As I noted above, I think there is always a temptation to hear a passage from the older scriptures, inherited from the ancient stories of Israel, as being “fulfilled” in a story told in the later scriptures, formed by the early Church. This pattern draws on a flat reading of the statement by Jesus that “everything written about me in the law of Moses, the prophets, and the psalms must be fulfilled” (Luke 24:44). It fosters a perspective that sees everything in Hebrew Scriptures as material that Jesus “brought to fulfilment”. It contains an implicit ideology that anything that took place in Judaism was “incomplete” and “in need of fulfilment”. The pathway into supercessionism is clear. For further discussion of supercessionism, see https://johntsquires.com/tag/supercessionism/
By contrast, I think that each of these paired passages can be read in a way that accords greater value to the Hebrew Scripture texts. I am reminded of what Richard B. Hays has written about in his book Echoes of Scripture in the Gospels (Baylor, 2017). Hays describes what he labels as figural reading, which is to read back from the Gospel into the older texts and see patterns and figures at work that may not have been evident at the time they were created.
The later texts in the New Testament can throw light on the passages in Hebrew Scripture, without insisting that hey “predict Jesus” and are “fulfilled” in Jesus.
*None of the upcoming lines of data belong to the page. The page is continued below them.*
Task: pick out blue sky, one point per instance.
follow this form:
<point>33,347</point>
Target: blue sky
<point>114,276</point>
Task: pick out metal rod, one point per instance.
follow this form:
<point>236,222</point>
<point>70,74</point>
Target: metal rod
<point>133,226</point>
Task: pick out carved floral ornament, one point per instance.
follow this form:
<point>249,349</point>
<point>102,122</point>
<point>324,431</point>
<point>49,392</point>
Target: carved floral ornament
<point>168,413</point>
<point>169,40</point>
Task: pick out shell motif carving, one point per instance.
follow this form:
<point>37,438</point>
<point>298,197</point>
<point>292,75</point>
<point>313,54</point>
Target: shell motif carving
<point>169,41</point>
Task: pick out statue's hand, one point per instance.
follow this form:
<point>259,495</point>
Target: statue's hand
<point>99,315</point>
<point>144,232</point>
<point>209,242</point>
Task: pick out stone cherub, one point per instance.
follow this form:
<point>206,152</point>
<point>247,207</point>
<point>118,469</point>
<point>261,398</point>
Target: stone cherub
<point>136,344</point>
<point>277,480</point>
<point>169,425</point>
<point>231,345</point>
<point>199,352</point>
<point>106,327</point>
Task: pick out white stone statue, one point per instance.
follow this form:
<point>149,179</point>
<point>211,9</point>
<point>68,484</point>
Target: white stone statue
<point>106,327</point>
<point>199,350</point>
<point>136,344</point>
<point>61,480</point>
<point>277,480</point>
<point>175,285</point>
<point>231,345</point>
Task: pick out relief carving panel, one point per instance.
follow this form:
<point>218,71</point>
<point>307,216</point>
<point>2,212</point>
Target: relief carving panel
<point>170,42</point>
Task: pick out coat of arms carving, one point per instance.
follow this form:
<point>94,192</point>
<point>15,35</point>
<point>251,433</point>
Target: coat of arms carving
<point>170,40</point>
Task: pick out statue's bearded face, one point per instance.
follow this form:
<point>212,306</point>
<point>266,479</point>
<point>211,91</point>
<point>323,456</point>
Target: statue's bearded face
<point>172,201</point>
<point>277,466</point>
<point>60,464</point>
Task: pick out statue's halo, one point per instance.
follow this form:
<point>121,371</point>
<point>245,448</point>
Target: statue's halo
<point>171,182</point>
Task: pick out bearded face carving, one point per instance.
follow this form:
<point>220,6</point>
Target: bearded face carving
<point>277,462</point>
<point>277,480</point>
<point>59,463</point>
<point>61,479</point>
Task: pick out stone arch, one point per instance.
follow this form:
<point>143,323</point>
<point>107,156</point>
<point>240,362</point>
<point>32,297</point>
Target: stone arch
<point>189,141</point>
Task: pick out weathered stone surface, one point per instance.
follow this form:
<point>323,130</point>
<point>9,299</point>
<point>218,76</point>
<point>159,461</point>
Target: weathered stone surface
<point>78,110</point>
We can notice, not only how the NT writers shaped their words in ways that drew from Hebrew Scripture passages, but also how the internal dynamics in the later texts both utilise and illuminate those earlier passages, drawing forth from them new levels of meaning.
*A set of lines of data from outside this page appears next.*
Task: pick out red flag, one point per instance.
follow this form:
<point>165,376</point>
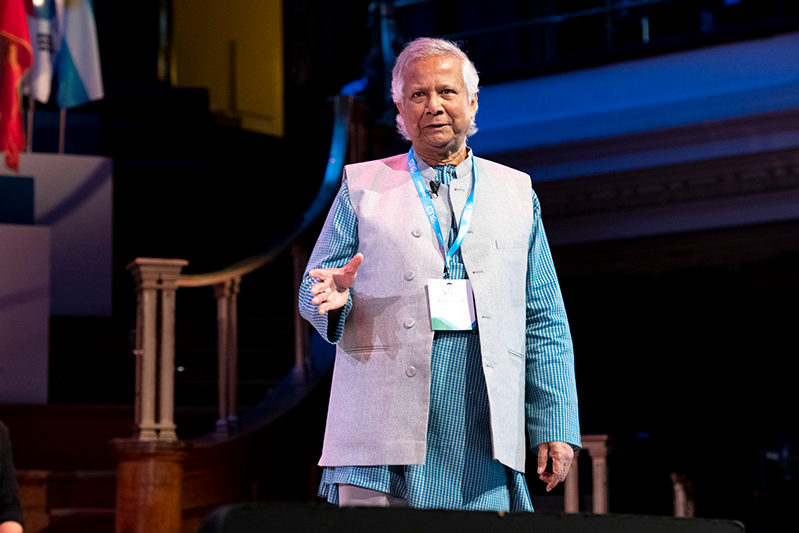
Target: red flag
<point>17,58</point>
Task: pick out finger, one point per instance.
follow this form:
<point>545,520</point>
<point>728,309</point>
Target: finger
<point>351,268</point>
<point>543,455</point>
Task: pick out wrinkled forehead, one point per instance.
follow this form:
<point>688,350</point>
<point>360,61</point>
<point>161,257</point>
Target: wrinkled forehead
<point>441,68</point>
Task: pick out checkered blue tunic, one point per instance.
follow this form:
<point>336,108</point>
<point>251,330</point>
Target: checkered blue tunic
<point>459,470</point>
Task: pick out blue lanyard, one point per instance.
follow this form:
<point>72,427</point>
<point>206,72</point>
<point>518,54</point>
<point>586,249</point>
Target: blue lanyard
<point>430,211</point>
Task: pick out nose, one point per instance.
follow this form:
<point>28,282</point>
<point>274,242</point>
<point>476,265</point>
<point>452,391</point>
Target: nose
<point>434,104</point>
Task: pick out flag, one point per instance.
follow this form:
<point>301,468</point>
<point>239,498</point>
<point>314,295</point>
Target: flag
<point>43,26</point>
<point>77,62</point>
<point>17,56</point>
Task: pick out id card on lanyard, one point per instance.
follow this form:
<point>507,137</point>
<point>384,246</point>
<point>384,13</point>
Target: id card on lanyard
<point>451,300</point>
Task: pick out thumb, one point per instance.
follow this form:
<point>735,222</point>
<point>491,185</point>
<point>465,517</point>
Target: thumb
<point>543,455</point>
<point>352,267</point>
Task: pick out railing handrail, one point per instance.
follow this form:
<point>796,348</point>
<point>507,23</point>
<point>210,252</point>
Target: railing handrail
<point>330,184</point>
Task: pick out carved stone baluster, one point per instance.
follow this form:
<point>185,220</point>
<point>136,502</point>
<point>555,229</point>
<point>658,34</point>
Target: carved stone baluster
<point>233,355</point>
<point>226,294</point>
<point>302,352</point>
<point>571,488</point>
<point>597,448</point>
<point>152,276</point>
As the blurb for this book states, “He shows how each Gospel artfully uses scriptural echoes to re-narrate Israel’s story [and] to assert that Jesus is the embodiment of Israel’s God.” I think that is a really helpful way to think about how the paired passages work together, informing and enlightening each other. And that’s an appropriate thing to be looking for in those season of Epiphany—mutual understanding and enlightenment!